Go jokes
Mrs. Kadie, I just heard about a FGTEEV video about vegan nuggets.
Duddy: Sup FGTEEVERS, me and James Marsden just got some Chick-fil-A.
Viewers: Got ya again Mrs. Kadie.
Mrs. Kadie: Vincent and James, I am going to push you off your roof.
Duddy and James: AHHHHHHH!
What college can Stephen Hawking not go to? Spelman University.
Why did the rock not risk going to the other side of the road?
It's a damn rock, mate. It's not gonna walk!
You are like a thunderstorm; when you go away, like your dad, everyone is happy.
You're so fat, every time you go in the elevator, it goes down.
Memes
Why go to sleep because he was bossy?
Dad: I'll pay you 10 bucks for every day you don't tell a lie.
Next day:
Dad: Son, what's the ugliest thing you've ever seen?
Son: That ugly face of yours, go get a life, gosh, Dad, you're embarrassing.
The dad sulked for 3 whole years.
Proof that words really can hurt.
Why did your father go away?
'Cause he needs da milk.
Why don't humans eat raw meat? Because they use technology to cry about raw meat is good. Go and leave, bro, I'm going to eat sushi.
When you tell her you are about to "COME," she says no, don't, please just keep going.
Shenron: THAT IS BEYOND MY POWER.
I accidentally said, "Go cry to your mom," to an orphan. 😭
Did your dad ever tell you he was going to get milk... But then never came back lol? 😅
Dad: Are you gay?
Kid: Yes.
10 days later.
Kid: I’m going to my girlfriend's house.
Dad: I thought you were gay?
Kid: What’s wrong with you?
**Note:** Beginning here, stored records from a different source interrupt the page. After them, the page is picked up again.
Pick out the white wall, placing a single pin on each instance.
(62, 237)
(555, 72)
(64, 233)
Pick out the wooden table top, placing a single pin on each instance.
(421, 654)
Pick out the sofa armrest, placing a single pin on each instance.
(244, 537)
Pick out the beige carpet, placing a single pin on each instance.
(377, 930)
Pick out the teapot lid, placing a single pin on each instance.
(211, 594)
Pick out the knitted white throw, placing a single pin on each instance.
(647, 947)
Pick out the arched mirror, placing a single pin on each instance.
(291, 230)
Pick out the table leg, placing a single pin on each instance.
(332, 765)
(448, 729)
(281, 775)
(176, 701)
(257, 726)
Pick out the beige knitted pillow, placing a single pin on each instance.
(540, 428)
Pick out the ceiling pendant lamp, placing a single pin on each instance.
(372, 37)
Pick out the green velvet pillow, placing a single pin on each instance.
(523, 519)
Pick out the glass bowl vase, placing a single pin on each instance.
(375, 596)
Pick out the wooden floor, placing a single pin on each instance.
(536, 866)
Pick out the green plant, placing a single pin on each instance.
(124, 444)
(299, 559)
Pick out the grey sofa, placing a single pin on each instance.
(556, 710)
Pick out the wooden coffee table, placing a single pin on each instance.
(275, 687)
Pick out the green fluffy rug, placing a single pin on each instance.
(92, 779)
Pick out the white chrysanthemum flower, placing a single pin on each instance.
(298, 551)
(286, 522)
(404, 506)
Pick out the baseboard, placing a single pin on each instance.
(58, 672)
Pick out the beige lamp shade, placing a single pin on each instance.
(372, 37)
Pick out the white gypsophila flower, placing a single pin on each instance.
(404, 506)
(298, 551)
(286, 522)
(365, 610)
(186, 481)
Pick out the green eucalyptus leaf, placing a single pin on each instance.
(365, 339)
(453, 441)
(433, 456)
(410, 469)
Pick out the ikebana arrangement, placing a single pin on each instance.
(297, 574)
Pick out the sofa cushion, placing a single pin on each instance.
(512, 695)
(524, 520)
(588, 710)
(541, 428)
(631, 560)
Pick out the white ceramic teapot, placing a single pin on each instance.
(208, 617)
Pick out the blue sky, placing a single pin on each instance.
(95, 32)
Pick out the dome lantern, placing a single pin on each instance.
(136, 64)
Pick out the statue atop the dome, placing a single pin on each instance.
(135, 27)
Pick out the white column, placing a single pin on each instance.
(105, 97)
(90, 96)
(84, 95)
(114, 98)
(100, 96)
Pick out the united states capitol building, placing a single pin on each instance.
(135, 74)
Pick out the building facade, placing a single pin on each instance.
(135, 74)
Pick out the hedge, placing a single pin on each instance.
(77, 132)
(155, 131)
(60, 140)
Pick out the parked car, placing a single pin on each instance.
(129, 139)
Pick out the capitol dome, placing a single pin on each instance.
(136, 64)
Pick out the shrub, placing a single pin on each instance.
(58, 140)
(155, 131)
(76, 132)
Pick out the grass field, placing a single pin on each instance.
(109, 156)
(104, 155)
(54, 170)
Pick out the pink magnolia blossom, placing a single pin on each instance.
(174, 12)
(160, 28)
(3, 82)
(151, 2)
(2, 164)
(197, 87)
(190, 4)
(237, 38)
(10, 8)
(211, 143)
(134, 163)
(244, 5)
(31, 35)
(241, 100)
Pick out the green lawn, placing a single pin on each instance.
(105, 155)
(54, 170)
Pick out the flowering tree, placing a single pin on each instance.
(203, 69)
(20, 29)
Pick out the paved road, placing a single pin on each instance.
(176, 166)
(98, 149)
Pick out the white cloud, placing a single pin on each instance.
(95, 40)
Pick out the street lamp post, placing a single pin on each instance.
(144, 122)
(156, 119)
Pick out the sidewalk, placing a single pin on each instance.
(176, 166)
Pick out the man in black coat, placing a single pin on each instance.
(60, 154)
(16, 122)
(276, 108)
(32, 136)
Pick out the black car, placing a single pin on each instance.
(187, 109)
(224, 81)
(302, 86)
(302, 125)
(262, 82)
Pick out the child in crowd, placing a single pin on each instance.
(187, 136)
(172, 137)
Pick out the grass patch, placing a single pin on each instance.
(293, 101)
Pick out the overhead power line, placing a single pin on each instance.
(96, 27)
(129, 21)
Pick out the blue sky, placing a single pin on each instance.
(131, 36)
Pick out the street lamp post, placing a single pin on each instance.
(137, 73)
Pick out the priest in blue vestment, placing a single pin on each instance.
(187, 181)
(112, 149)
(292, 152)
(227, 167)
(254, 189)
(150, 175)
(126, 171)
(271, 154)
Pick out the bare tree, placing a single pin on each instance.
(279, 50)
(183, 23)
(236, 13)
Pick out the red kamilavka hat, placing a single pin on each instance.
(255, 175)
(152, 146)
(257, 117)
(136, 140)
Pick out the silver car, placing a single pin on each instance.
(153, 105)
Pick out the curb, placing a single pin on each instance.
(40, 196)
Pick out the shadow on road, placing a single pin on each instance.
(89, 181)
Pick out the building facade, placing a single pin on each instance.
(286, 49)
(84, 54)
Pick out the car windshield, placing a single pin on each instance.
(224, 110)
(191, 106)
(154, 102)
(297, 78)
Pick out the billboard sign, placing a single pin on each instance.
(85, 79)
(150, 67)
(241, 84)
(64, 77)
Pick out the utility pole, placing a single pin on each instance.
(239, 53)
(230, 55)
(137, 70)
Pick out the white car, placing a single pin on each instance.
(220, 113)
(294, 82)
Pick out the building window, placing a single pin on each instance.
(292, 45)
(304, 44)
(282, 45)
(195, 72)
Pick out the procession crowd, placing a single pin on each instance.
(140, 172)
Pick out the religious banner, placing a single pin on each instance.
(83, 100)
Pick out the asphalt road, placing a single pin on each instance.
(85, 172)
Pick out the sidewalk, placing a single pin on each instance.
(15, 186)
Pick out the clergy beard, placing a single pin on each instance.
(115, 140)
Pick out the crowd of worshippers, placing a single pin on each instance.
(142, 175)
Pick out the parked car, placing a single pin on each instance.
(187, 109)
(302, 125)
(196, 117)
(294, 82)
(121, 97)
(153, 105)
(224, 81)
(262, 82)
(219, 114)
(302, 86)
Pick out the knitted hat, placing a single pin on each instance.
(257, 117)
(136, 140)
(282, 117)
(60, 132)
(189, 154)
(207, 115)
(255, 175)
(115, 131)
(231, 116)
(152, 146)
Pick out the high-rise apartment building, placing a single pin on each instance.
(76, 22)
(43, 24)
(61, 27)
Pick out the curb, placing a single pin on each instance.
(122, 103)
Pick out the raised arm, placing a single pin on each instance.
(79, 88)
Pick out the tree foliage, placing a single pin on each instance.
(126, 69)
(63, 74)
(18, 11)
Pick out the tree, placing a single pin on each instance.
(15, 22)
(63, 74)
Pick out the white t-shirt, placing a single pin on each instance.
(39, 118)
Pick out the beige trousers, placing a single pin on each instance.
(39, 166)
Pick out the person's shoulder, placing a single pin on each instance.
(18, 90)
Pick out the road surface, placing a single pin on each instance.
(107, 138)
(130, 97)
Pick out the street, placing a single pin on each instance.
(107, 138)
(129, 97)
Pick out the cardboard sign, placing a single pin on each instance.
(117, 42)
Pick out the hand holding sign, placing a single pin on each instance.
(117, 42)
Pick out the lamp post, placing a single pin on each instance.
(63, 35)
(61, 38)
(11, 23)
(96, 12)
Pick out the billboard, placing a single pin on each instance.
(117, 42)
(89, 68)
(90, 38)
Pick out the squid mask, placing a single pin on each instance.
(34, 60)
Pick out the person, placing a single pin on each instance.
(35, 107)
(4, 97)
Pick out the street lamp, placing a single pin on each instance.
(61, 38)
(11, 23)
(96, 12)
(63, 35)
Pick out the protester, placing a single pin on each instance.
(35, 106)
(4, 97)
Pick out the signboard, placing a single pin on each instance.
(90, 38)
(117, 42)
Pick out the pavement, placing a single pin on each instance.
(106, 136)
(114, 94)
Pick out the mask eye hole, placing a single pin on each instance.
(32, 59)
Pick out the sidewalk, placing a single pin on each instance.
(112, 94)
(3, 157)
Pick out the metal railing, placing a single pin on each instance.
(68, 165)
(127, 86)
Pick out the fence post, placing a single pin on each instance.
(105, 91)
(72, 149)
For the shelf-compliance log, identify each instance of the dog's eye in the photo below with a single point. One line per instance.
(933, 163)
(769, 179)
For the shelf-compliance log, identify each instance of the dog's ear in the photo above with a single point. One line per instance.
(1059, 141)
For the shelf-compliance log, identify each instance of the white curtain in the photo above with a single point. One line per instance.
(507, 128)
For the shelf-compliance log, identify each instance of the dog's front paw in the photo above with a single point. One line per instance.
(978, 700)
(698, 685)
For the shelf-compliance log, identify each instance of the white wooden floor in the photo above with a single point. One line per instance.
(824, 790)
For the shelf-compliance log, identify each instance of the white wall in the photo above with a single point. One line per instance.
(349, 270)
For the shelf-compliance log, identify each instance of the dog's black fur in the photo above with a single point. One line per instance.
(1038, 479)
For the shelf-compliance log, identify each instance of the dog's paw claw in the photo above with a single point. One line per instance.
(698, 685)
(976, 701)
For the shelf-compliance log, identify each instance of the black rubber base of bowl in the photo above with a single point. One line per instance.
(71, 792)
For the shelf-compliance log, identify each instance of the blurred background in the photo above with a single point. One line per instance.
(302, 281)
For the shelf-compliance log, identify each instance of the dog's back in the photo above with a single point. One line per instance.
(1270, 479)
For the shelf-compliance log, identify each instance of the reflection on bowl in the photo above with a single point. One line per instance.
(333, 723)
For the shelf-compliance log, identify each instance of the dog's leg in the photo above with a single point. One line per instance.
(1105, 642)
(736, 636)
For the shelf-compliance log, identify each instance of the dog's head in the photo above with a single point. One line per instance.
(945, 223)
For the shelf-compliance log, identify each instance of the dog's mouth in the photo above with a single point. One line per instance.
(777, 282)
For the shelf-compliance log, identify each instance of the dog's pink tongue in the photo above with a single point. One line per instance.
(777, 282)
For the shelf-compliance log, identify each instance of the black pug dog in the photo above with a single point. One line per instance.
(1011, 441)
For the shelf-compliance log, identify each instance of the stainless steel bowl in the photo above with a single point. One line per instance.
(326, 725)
He’s the girly girl of our relationship, dumba**.
Dad: Don’t swear and okay, bud.
Your mom was so fat that she couldn't have a man and couldn't go through the door.
I'M JOKING, DON'T GET MAD!
Best pick up line EVER.
There is an app on your phone called ringer. Go into it. There is a 12 to 15 digit number. Enter that into my phone, my dick will get 12 to 15 inches longer.
"Mommy, Mommy! Are we going to live forever?"
"Only in your dreams."
Why does Zac say he works at McDonald's? Because Aaron go errrrrrrrrrrrrrrrrrrrrr.
I went to the store because I had to go to school to run up downstairs because my phone started calling me because I was playing Mario Kart on my kitchen sink's baby grandma, like if you cry every time.
When a 68 year old teacher says: "I am going to tackle an intruder if I have to!"
Me: "Oh hell nah"
Alright class, the person who answers my next question gets to go home.
Then a guy throws a pencil. The teacher asks, "Who threw that pencil?" "I did, I get to go home."